# Standard Cockapoo



## me1234567 (May 5, 2011)

Hi guys,I saw a post today from a lady looking for a Standard Cockapoo.Can anyone tell me if they are becoming as popular?We had a litter of Standard Cockapoos and I have been lucky enough to see two of our boys recently....I must admit they are big boys!! I so wish we had kept one.We own two Standard Poodle girls and a wee tiny Cockapoo,she is lovely but I think she is very small.Her name is Lady and she is now 11 weeks.she only weighs 3.07kg.Cross was minature poodle father,mother a show cocker.Perhaps Im just used to bigger dogs???? What do you all think of her weight?Height is 21cm from sholder to floor.We love her dearly and wouldnt change her for the world,im just curious as to her size.xx


----------



## lady amanda (Nov 26, 2010)

Hi There!,
I have a Lady too! My lady was just ever so slightly heavier than your girl at 12 weeks old. My Lady is now almost 9 months old and weighs 15 pounds. I think her size is fine, but I can see if you are used to larger dogs that you would feel she was small.


----------



## kendal (Jul 16, 2009)

i waa co
cerned about deltas size as the american cross is ment to be smaller, she ia now about15-16" at the sholder gypsy is 16-17" and echo and inca are just over 18" i think. 

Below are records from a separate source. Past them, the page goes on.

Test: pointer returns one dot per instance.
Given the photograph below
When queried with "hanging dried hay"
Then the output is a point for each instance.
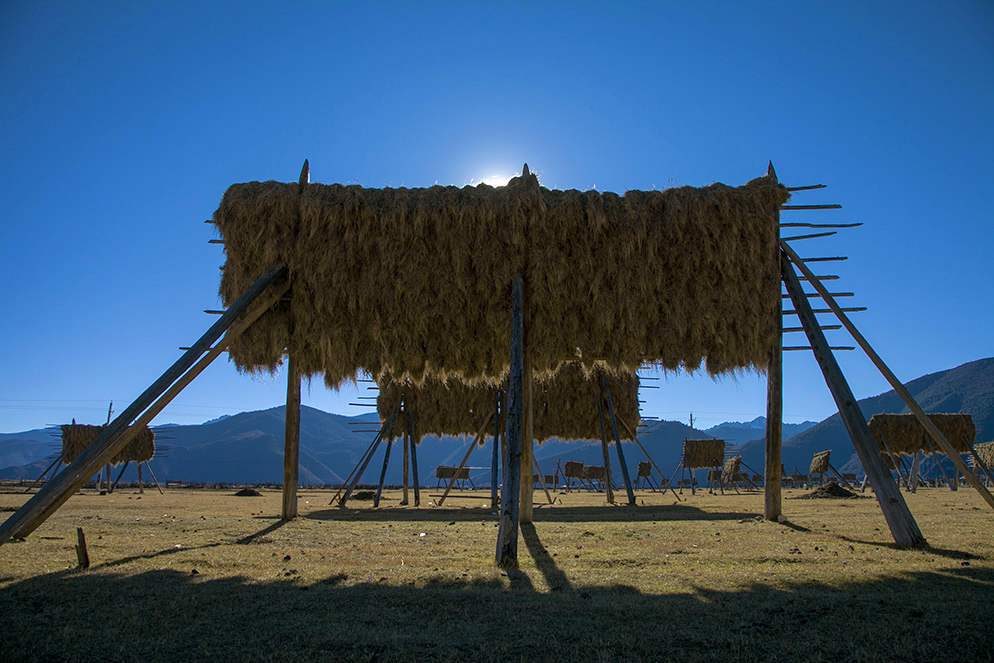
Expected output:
(416, 282)
(819, 464)
(76, 437)
(732, 468)
(905, 435)
(703, 453)
(985, 450)
(565, 405)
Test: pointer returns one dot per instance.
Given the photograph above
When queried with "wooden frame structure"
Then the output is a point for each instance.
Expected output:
(515, 507)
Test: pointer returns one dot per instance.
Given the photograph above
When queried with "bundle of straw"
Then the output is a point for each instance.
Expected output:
(819, 464)
(416, 282)
(77, 437)
(703, 453)
(905, 435)
(565, 405)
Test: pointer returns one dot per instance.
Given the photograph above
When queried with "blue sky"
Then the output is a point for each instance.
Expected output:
(122, 123)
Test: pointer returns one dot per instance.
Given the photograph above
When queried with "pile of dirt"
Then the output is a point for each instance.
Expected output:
(831, 491)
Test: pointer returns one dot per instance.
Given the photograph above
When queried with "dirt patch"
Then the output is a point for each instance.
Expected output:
(830, 491)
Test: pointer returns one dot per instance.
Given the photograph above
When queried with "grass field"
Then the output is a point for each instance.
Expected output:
(200, 574)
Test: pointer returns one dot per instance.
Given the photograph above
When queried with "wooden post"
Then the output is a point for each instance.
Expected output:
(608, 488)
(617, 441)
(528, 443)
(414, 456)
(510, 495)
(386, 461)
(82, 556)
(407, 464)
(117, 435)
(291, 442)
(899, 519)
(496, 453)
(773, 471)
(387, 429)
(896, 384)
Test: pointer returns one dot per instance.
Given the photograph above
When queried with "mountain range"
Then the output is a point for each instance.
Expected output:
(248, 447)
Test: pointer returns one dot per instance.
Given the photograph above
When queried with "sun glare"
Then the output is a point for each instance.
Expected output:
(493, 180)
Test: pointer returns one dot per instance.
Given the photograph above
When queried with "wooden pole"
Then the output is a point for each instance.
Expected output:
(386, 462)
(476, 440)
(291, 442)
(608, 488)
(388, 426)
(617, 441)
(902, 524)
(773, 486)
(407, 465)
(528, 443)
(496, 453)
(897, 385)
(414, 456)
(82, 556)
(118, 434)
(510, 496)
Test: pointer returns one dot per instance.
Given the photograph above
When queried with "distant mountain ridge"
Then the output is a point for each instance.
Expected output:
(248, 447)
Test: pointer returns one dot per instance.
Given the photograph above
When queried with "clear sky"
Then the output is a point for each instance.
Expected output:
(122, 123)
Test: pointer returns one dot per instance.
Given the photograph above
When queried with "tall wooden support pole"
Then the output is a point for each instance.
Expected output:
(414, 456)
(617, 441)
(291, 442)
(118, 434)
(383, 472)
(494, 463)
(407, 465)
(507, 532)
(772, 490)
(291, 439)
(608, 488)
(902, 524)
(528, 443)
(897, 385)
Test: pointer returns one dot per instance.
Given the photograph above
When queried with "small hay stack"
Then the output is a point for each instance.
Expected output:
(415, 283)
(985, 450)
(565, 405)
(905, 435)
(699, 454)
(820, 463)
(77, 437)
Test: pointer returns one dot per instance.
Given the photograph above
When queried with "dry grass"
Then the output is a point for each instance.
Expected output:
(702, 580)
(905, 435)
(416, 282)
(565, 405)
(76, 437)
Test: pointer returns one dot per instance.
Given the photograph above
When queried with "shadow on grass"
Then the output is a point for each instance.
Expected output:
(169, 615)
(549, 514)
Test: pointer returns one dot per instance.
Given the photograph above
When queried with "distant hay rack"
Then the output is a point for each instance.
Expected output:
(77, 437)
(703, 453)
(820, 463)
(905, 435)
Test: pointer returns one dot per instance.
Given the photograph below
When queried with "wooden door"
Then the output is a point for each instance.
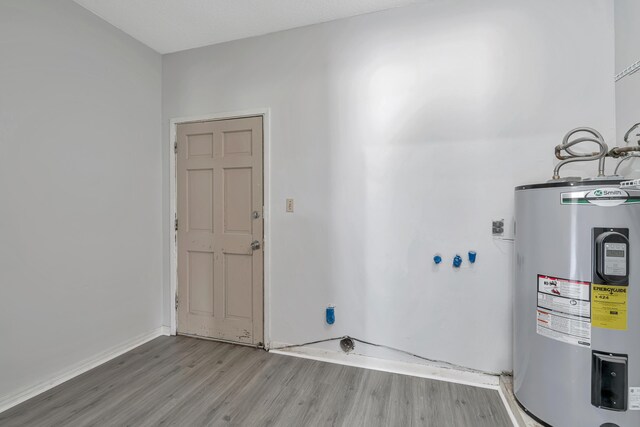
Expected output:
(220, 229)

remember she is still a baby. i would ecspect lady to eventualy reach 16-17" but it dwpends on how big her mum was. and even then i have know dogs with realy tall pairents growing to be.smaller than thenlm and visa versa. 

thare ks a big difference in the size of poodles, i know some very tall and some very small standerds and the same goes for the minis. 

but i think because cockers are more comanly used as the mum it seems a lttle crull to stud them to such a large dog. people looking for the standered tend to look at the golden and labredoodal. 

what size were you exspecting lady to get to when she.is fully grown?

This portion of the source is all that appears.